IPOH, July 28 — skilfully wielding a paint brush, Cheah Bak Chong, meticulously paints some wooden shoes.

He then moves to the next process — placing the shoes on top of a round wooden block.

He proceeds to hammer plastic straps onto the shoes to complete a pair of wedding clogs.

Cheah Bak Chong hammering the plastic straps on the wooden shoe at his shop in Jalan Silang, Ipoh.
Cheah Bak Chong hammering the plastic straps on the wooden shoe at his shop in Jalan Silang, Ipoh.

The 82-year-old clog maker is among a handful of individuals in Ipoh town, who continues to hone the dying craft.

Cheah’s shop, located on the ground floor of a four-storey building in Jalan Silang, Ipoh, is adorned with red clogs, typically used in Chinese weddings and important occasions.

“Not many are painting these clogs anymore. There are only two or three who still do it,” he told Malay Mail.

The father of two children started selling wooden shoes when he was 40 years old.

“I was a lorry driver then and to support my children’s studies, I buy and sell clogs as a part-time business.

“But, after I retired about 20 years ago, I had some leisure time and that is when I started to draw designs on the clogs and paint them.”

Cheah said the demand for wooden clogs is high as not many sell them or have the skills to do it anymore.

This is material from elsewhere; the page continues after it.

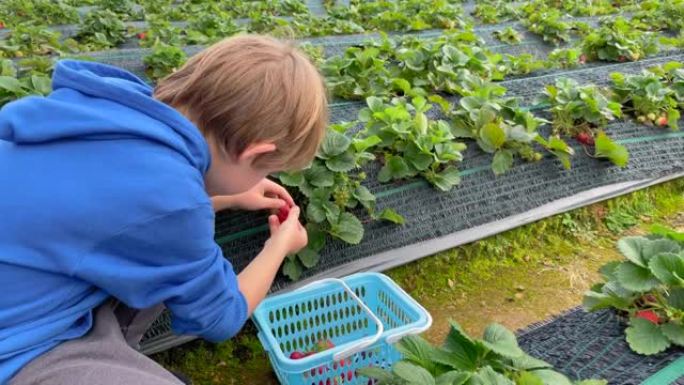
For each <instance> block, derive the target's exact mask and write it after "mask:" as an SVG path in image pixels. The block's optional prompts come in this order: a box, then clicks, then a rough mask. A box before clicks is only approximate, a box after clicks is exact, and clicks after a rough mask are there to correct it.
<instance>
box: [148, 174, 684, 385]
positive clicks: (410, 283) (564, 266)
mask: <svg viewBox="0 0 684 385" xmlns="http://www.w3.org/2000/svg"><path fill="white" fill-rule="evenodd" d="M682 212H684V179H679V180H675V181H672V182H669V183H665V184H661V185H658V186H654V187H650V188H648V189H645V190H641V191H638V192H635V193H632V194H629V195H625V196H622V197H618V198H615V199H612V200H609V201H606V202H603V203H598V204H595V205H591V206H588V207H584V208H581V209H578V210H574V211H572V212H568V213H565V214H561V215H556V216H554V217H550V218H547V219H544V220H541V221H538V222H535V223H532V224H529V225H526V226H523V227H520V228H517V229H514V230H511V231H507V232H504V233H502V234H499V235H496V236H493V237H490V238H487V239H484V240H481V241H478V242H474V243H471V244H468V245H465V246H461V247H458V248H455V249H451V250H448V251H445V252H442V253H439V254H436V255H434V256H432V257H429V258H424V259H421V260H419V261H416V262H413V263H411V264H408V265H405V266H402V267H399V268H396V269H394V270H392V271H389V272H387V274H388V275H390V276H391V277H392V278H393V279H394V280H395V281H396V282H397V283H399V285H401V286H402V287H404V288H405V289H406V290H407V291H409V293H410V294H411V295H412V296H414V298H416V299H417V300H418V301H419V302H420V303H422V304H423V305H424V306H425V307H426V308H427V309H428V310H429V311H430V313H431V314H432V315H433V318H434V324H433V327H432V328H431V329H430V331H428V332H427V333H426V337H427V338H428V339H429V340H431V341H432V342H434V343H437V342H438V341H441V340H443V338H444V334H445V333H446V331H447V330H448V327H447V320H448V319H449V318H454V319H456V320H457V321H459V323H461V325H463V326H464V327H465V328H466V330H468V331H469V332H470V333H473V334H475V335H479V334H480V333H481V332H482V328H483V327H484V325H486V324H487V323H489V322H493V321H496V322H500V323H502V324H504V325H506V326H508V327H510V328H513V329H517V328H521V327H524V326H526V325H529V324H530V323H533V322H537V321H540V320H542V319H546V318H548V317H550V316H552V315H554V314H557V313H559V312H562V311H563V310H565V309H568V308H570V307H573V306H576V305H578V304H579V303H580V301H581V297H582V293H583V292H584V291H585V290H586V289H587V288H588V287H589V286H590V285H591V283H592V282H594V281H596V280H597V279H598V276H597V274H596V270H597V269H598V267H599V266H601V265H602V264H603V263H605V262H606V261H609V260H612V259H617V258H619V255H618V254H617V252H616V251H615V249H614V244H615V241H616V239H617V238H618V237H619V236H621V235H622V234H624V231H625V230H628V232H630V233H640V232H645V231H647V230H646V229H647V228H648V226H649V225H650V224H651V223H655V222H665V223H668V224H670V225H674V226H675V227H677V226H680V227H681V226H682V225H684V224H680V223H678V222H677V223H674V221H681V220H682V217H681V216H680V217H676V215H677V214H678V213H682ZM153 358H154V359H155V360H157V361H158V362H159V363H161V364H162V365H164V366H165V367H167V368H169V369H171V370H176V371H179V372H182V373H184V374H186V375H188V376H189V377H190V378H192V379H193V381H194V383H195V384H199V385H205V384H206V385H209V384H216V385H218V384H222V385H224V384H274V385H275V384H278V382H277V380H276V379H275V377H274V375H273V372H272V370H271V368H270V364H269V362H268V357H267V355H266V354H265V353H264V351H263V349H262V347H261V345H260V343H259V341H258V339H257V337H256V329H255V327H254V326H253V325H252V324H248V326H247V327H246V328H245V329H244V330H243V331H242V332H241V333H240V334H239V335H238V336H237V337H236V338H234V339H232V340H230V341H227V342H224V343H220V344H210V343H207V342H202V341H196V342H192V343H189V344H187V345H184V346H181V347H178V348H175V349H171V350H169V351H167V352H164V353H160V354H157V355H155V356H153Z"/></svg>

Cheah said drawing and painting the clogs was a time-consuming job.
Cheah said drawing and painting the clogs was a time-consuming job.

Cheah said he learnt the skills from Chung-Wa School of Arts in Taiwan.

“During my younger days, I got the opportunity to study there (Chung-Wa School of Arts) for one year.

“I obtained a certificate and it was fully sponsored.

“That’s how I got these skills.”

Cheah said his wooden shoes are made from a factory in Tanjung Tualang.

Cheah Bak Chong skilfully paints a pair of wedding clogs at his shop in Jalan Silang, Ipoh.
Cheah Bak Chong skilfully paints a pair of wedding clogs at his shop in Jalan Silang, Ipoh.

“I don’t make the clogs. They come from a factory, I only draw the designs, paint them and tack on the plastic straps.”

He said drawing and painting the clogs was a time-consuming job.

“The difficult part is the drawing as we need to draw on wood. The painting is a bit time consuming, as you only can apply a different colour when the layer of paint is completely dry.

“You’ll need about seven to eight days to complete a dozen pair of shoes.”

He said most of the clogs he painted were red as the colour is considered auspicious among the Chinese.

“The shoes will have some floral motifs. If customers want different designs and colours, I will do it according to their preference,” he said.

Aside from wedding purposes, Cheah said people also use clogs in wet markets and bathrooms.

“If you go to markets, you can see fishmongers or chicken sellers wearing these clogs.

“But, of course, those clogs don’t have any colour or design.”

Cheah said clogs are priced between RM7.50 and RM15, depending on he design and colour, adding the shoe is suitable to be worn on all types of surfaces.

Cheah’s shop, located on the ground floor of a four-storey building in Jalan Silang, Ipoh, is adorned with red clogs, typically used in Chinese weddings and important occasions.
Cheah’s shop, located on the ground floor of a four-storey building in Jalan Silang, Ipoh, is adorned with red clogs, typically used in Chinese weddings and important occasions.

When asked who will continue the business after him, Cheah paused for a moment before answering.

“I don’t think anyone will continue this art. It will die off with me.

“The younger generation is not interested in this business,” he said.